Quantitative Analysis of Dendritic Spine Alterations in Alzheimer’s Disease Using Neurolucida 360

Walker CK, Greathouse KM, Tuscher JJ, Dammer EB, Weber AJ, Liu E, Curtis KA, Boros BD, Freeman CD, Seo JV, Ramdas R, Hurst C, Duong DM, Gearing M, Murchison CF, Day JJ, Seyfried NT, Herskowitz JH. Cross-platform synaptic network analysis of human entorhinal cortex identifies twf2 as a modulator of dendritic spine length. J Neurosci 2023;43(20):3764-3785. doi: 10.1523/JNEUROSCI.2102-22.2023.

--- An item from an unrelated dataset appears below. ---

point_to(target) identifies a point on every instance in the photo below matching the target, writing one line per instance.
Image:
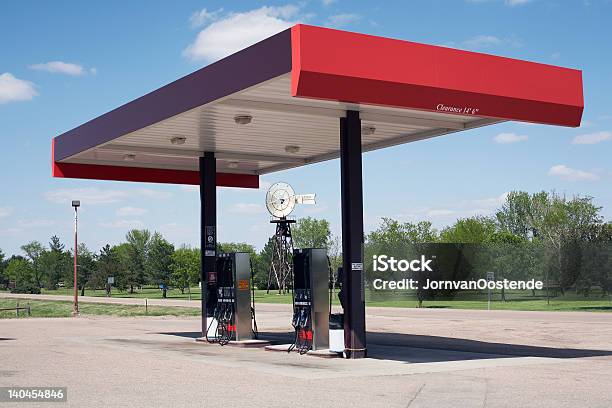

Background: Synaptic dysfunction and dendritic spine alterations are early and critical events in Alzheimer’s disease (AD), particularly within the entorhinal cortex, which plays a key role in memory processing. Proteomic studies have identified numerous molecular changes in AD, but linking these to specific cellular phenotypes remains a challenge.

Hypothesis: This study hypothesized that integrating synaptic proteomic data with dendritic spine morphology metrics enables identification of proteins that regulate dendritic spine structure in the human entorhinal cortex.

Methods: The authors analyzed post mortem entorhinal cortex tissue from control, cognitively resilient and AD individuals. Dendritic spines on pyramidal neurons were imaged after Golgi–Cox staining and reconstructed using Neurolucida 360, with quantitative analyses performed in Neurolucida Explorer. Parallel proteomic profiling of synaptosomal fractions was performed using mass spectrometry and weighted co-expression network analysis, followed by CRISPR activation experiments in cultured neurons.

Results: AD samples exhibited reduced overall dendritic spine density compared with controls, while cognitively resilient cases maintained densities similar to controls. Co-expression analysis identified a protein module correlated with thin spine length, with Twinfilin-2 (TWF2) as its central hub. Increasing TWF2 expression in neurons selectively lengthened thin spines without altering density.

Conclusions: These findings identify TWF2 as a modulator of dendritic spine length and validate an integrated proteomic–morphometric approach to discover synaptic regulators in AD.